Bingo Long (Billy Dee Williams) puts together a motley team of ballplayers, including Leon (James Earl Jones), the best hitter in the Negro National League. The team called the All-Stars, breaks from the league, undertaking a high-spirited tour of rural America. When the Negro National League shuts them out, they challenge white teams and rely on humor to weather the tense race relations of the 30s. The All-Stars' diverting brand of baseball entertains crowds but infuriates League owners. Fed up, the owners rough up a player. The medical costs bankrupt the team. Bingo agrees to a showdown between the All-Stars and a select group from the Negro National League. Despite the bosses' best effort to fix the game, the All-Stars pull out a thrilling win. One of Bingo's players even gets invited to sign with the Brooklyn Dodgers, signaling the end of the Negro National League.
Is it any good?
Billy Dee Williams is particularly good as a showman with the heart of a unionist who believes workers should seize the means of production and share profits. James Earl Jones is also rock-solid as the group's moral conscience, and Richard Pryor is hilarious as a black man masquerading as a "Cuban" (later a Native American) so he can make it into the white leagues -- and with white women.

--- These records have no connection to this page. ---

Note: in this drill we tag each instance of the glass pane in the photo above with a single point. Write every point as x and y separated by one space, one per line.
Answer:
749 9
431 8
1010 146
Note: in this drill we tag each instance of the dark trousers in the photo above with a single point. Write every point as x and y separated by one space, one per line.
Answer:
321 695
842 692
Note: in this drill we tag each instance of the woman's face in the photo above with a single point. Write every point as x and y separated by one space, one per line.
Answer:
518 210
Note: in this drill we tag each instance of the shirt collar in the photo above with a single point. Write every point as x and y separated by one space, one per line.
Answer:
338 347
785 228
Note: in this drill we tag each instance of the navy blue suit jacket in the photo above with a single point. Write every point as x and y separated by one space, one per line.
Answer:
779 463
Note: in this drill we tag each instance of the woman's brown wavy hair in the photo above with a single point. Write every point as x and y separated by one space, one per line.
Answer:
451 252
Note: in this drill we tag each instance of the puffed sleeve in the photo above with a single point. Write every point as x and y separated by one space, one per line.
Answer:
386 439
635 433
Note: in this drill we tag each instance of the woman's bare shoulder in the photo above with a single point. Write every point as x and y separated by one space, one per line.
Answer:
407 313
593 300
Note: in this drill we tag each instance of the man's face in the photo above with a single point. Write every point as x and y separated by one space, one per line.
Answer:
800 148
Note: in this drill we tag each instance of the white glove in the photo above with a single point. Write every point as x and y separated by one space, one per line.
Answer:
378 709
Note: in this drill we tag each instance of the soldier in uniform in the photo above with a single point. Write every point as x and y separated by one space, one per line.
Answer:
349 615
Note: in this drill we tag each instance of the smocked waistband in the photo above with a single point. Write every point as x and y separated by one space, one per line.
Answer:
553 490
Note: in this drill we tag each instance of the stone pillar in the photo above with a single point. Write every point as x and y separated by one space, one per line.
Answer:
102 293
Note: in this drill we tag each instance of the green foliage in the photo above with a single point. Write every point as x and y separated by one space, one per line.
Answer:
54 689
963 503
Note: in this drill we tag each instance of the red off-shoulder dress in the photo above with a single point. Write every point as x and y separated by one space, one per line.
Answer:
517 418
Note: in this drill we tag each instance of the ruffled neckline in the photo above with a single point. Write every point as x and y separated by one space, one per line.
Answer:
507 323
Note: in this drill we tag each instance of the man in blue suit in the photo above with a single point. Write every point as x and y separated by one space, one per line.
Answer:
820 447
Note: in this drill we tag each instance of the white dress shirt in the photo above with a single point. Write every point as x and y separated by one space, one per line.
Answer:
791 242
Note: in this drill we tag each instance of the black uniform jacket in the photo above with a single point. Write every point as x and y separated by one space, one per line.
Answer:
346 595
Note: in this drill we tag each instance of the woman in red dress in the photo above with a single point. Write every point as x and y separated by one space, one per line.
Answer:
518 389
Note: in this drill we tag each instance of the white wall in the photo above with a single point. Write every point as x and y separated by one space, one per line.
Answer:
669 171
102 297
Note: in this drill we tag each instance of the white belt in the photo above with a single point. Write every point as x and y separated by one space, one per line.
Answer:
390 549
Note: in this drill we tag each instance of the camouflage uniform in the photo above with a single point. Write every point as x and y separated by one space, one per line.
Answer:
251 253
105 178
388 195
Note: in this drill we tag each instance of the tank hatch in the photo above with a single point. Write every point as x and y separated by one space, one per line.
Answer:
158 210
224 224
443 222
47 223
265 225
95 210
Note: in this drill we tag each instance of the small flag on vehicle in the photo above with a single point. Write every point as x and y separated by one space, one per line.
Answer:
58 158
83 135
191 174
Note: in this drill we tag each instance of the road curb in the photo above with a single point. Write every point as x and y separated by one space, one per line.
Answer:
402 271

Of course, a story about the Negro National League must confront the issue of race. The movie uses a light touch. For example, there are vast differences in the pre-game festivities of a black crowd and the more formal good-time efforts of the white folks. The film also captures the changing face of baseball. Bingo knows that the Negro National League --and his career in baseball -- is coming to an end. Though change is bittersweet, Bingo and Leon manage to find humor in it.
Families can talk about...
Families can talk about how the treatment of disempowered people has changed since the 1930s -- women and people of color -- and how it's still the same. Are women and African-Americans treated as equals now? Why or why not?